獄卒が箱状の中で寝ているのを確認した私は全速力で逃げ出した。


脚がクタクタで棒のようになってたのに、必死に走れば意外にも素早く動けるんだなって感心しちゃった。


って感心してる場合じゃないよね、次は隠れる場所を見つけないと……。


最初に居た場所と違いこの辺はところどころに岩や古い建物の残骸、遺跡のようなものもあるから隠れるには持ってこい!

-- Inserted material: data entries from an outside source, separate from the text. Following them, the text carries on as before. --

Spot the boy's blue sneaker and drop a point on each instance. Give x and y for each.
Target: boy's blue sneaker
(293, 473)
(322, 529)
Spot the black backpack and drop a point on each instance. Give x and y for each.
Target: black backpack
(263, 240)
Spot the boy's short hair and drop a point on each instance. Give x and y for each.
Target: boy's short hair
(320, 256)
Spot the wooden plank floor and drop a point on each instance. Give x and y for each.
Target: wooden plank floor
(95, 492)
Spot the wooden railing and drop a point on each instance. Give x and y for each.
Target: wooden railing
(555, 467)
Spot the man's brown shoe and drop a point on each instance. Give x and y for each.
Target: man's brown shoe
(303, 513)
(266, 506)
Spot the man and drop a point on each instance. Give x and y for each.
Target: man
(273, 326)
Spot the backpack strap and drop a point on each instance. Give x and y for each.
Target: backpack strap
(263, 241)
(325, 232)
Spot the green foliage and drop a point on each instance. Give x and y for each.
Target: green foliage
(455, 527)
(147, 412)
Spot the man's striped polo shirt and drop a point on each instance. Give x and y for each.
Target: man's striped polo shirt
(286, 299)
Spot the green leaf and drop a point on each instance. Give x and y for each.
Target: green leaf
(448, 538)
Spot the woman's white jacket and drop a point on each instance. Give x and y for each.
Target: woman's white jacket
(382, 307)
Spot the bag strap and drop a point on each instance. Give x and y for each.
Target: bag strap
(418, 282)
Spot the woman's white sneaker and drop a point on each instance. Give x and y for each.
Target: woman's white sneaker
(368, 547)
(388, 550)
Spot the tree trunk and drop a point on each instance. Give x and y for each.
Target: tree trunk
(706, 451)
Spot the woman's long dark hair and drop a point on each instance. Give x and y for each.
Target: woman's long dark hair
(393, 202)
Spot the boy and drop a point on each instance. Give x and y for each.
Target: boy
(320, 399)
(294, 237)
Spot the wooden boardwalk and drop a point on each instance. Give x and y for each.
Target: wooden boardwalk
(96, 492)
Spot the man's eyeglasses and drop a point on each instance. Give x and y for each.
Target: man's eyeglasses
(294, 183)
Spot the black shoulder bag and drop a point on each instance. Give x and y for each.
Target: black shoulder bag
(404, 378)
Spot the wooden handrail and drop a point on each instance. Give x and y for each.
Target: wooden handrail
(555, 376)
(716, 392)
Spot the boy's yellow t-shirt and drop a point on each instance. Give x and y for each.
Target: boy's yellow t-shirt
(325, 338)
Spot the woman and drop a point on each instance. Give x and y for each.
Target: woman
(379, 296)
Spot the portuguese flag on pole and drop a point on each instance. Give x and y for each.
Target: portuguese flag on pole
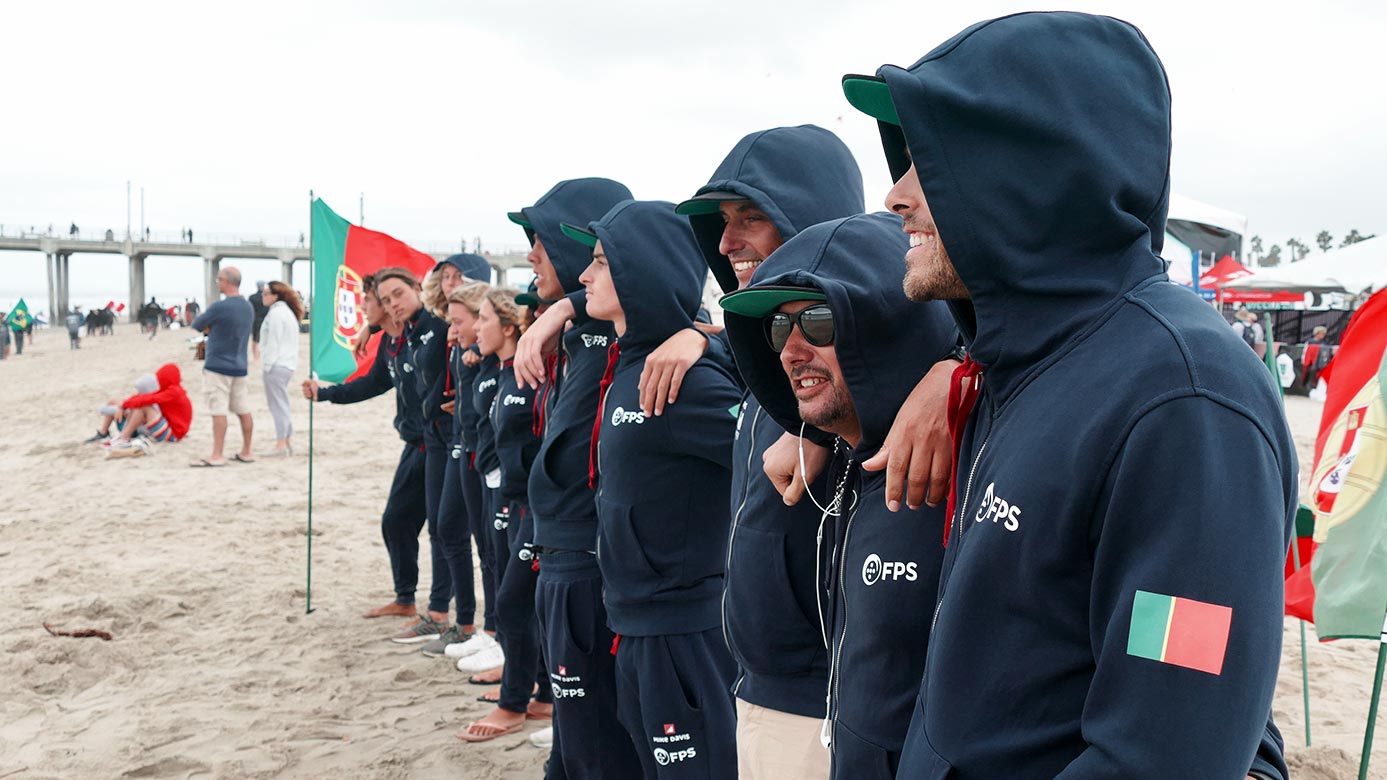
(343, 253)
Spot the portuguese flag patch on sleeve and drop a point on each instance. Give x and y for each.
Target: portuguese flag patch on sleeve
(1179, 630)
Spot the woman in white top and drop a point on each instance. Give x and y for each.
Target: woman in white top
(279, 358)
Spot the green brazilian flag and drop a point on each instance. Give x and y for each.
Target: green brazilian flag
(18, 318)
(343, 254)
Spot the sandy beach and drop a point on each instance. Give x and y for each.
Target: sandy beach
(215, 671)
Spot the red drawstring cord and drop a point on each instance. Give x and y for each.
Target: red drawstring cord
(613, 353)
(963, 393)
(551, 368)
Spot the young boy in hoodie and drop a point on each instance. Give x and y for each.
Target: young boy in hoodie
(588, 739)
(662, 497)
(161, 412)
(1108, 607)
(825, 339)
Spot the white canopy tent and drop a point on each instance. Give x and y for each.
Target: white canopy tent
(1355, 268)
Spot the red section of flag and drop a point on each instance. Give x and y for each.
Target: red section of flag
(1199, 636)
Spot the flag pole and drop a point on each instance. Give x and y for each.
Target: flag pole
(312, 372)
(1304, 659)
(1372, 708)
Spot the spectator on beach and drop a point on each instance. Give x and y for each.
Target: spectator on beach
(1316, 355)
(228, 325)
(161, 412)
(260, 307)
(74, 324)
(279, 358)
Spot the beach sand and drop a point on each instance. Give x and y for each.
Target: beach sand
(215, 671)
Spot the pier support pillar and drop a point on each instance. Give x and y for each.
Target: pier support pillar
(211, 265)
(50, 263)
(136, 286)
(64, 290)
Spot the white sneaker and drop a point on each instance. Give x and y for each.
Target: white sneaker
(543, 739)
(481, 661)
(479, 641)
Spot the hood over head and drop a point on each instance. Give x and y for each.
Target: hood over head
(470, 265)
(799, 176)
(168, 375)
(884, 340)
(656, 268)
(1043, 143)
(576, 201)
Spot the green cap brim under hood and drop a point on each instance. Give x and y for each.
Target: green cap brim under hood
(871, 96)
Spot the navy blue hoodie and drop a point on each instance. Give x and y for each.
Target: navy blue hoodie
(486, 383)
(512, 419)
(561, 501)
(663, 492)
(393, 368)
(882, 568)
(770, 611)
(1095, 467)
(429, 340)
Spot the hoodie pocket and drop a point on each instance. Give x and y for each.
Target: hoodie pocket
(918, 759)
(862, 759)
(629, 562)
(769, 632)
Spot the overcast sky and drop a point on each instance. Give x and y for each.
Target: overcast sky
(450, 114)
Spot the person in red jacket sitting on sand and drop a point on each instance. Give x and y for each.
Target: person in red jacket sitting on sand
(162, 415)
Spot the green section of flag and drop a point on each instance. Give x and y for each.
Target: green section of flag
(1150, 622)
(330, 360)
(18, 317)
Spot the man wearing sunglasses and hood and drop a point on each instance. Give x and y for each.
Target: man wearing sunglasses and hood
(1108, 605)
(825, 337)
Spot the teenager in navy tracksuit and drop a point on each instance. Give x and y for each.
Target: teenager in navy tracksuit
(461, 512)
(512, 418)
(880, 568)
(773, 185)
(588, 739)
(427, 335)
(662, 498)
(404, 515)
(1111, 593)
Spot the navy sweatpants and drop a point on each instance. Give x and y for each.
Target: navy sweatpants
(588, 739)
(455, 536)
(519, 632)
(436, 468)
(676, 702)
(402, 519)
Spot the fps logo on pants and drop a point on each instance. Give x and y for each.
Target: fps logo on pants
(875, 571)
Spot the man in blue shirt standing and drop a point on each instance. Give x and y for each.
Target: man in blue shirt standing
(228, 328)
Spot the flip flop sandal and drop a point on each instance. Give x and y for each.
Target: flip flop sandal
(468, 737)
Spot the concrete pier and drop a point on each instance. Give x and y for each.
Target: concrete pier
(58, 250)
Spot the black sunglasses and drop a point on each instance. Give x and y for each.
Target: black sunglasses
(816, 322)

こんなに廃墟があるんだからこの地獄にも街があるのかな?


ん? 下から水が流れる音がする。


あら、排水溝発見! てことは、下は下水?


あまり気がすすまないけど、下水道ならしばらくやり過ごせるかな?


臭いのは嫌だけど、拷問されるよりはマシよね……。


マンホール、マンホールっと……。


「あったー!」


マンホールを発見! これを開けて中に入れば……。


よいしょっと、うーん。 ……あれ、急に空が暗くなった?


違うこれはっ!


「由美ィィッ! てめぇ、逃げやがったなっ!」


ひぃぃ、出たー!


私の前に現れたのは先ほどの地獄タクシーの主人。


最初の優しげな表情はどこにやら、今は鬼の形相でこちらを睨んでいる。


「ひっ、ひぃぃぃ……。 ごめんなさい、ごめんなさぁいぃ」


怖い怖い、死ぬ死ぬ死ぬ、殺されるっ! いや、私は死なないからもっと酷い目に……。


ふぁっ!


ジョロロロロォォォ……。


私は恐怖のあまり失禁してしまった。 でも今はパンツが濡れてるなんてどうでもいい……。


なんとか、なんとか許してもらわないと!


「ご、ごめんなさい!!!」


私は最終奥義、土下座を発動した。


頭を地面に擦り付けたい、尻を揺らし無様に命乞いをした。


この場を凌げるなら恥なんてなんのそのよ。


「………………」


獄卒は無言で私を見下ろしている。


私の必死の謝罪は通じたのかな?


「いいぜ? タクシーからは解放してやるよ」


や、やった?


「ただしっ」


バシャッ!


えっ、何? なにかの液体を頭からかぶせられた?


うっ、臭い。 いや、臭いというより痛い。 これは理科の実験とかで嗅いだことがある……。


そうそう、刺激臭ってやつだ。


ガタンッ!


「そんなにマンホールがいいなら入れてやるよ、ドロドロの身体なら下水の中に馴染むだろ?」


「いや、やだ……、助けて。 溶けるぅぅー」


私の身体は次第にその形を保てなくなり、ドロドロになっていく。


最終的にスライム状になった私を獄卒は持ち上げる。


「じゃあな、お達者で〜」


私は下水の中に放り投げられ、汚水やゴミに混じりながら何処かへ流された。



溶けてスライム化した由美。 この状態は次回にも一部引きずります。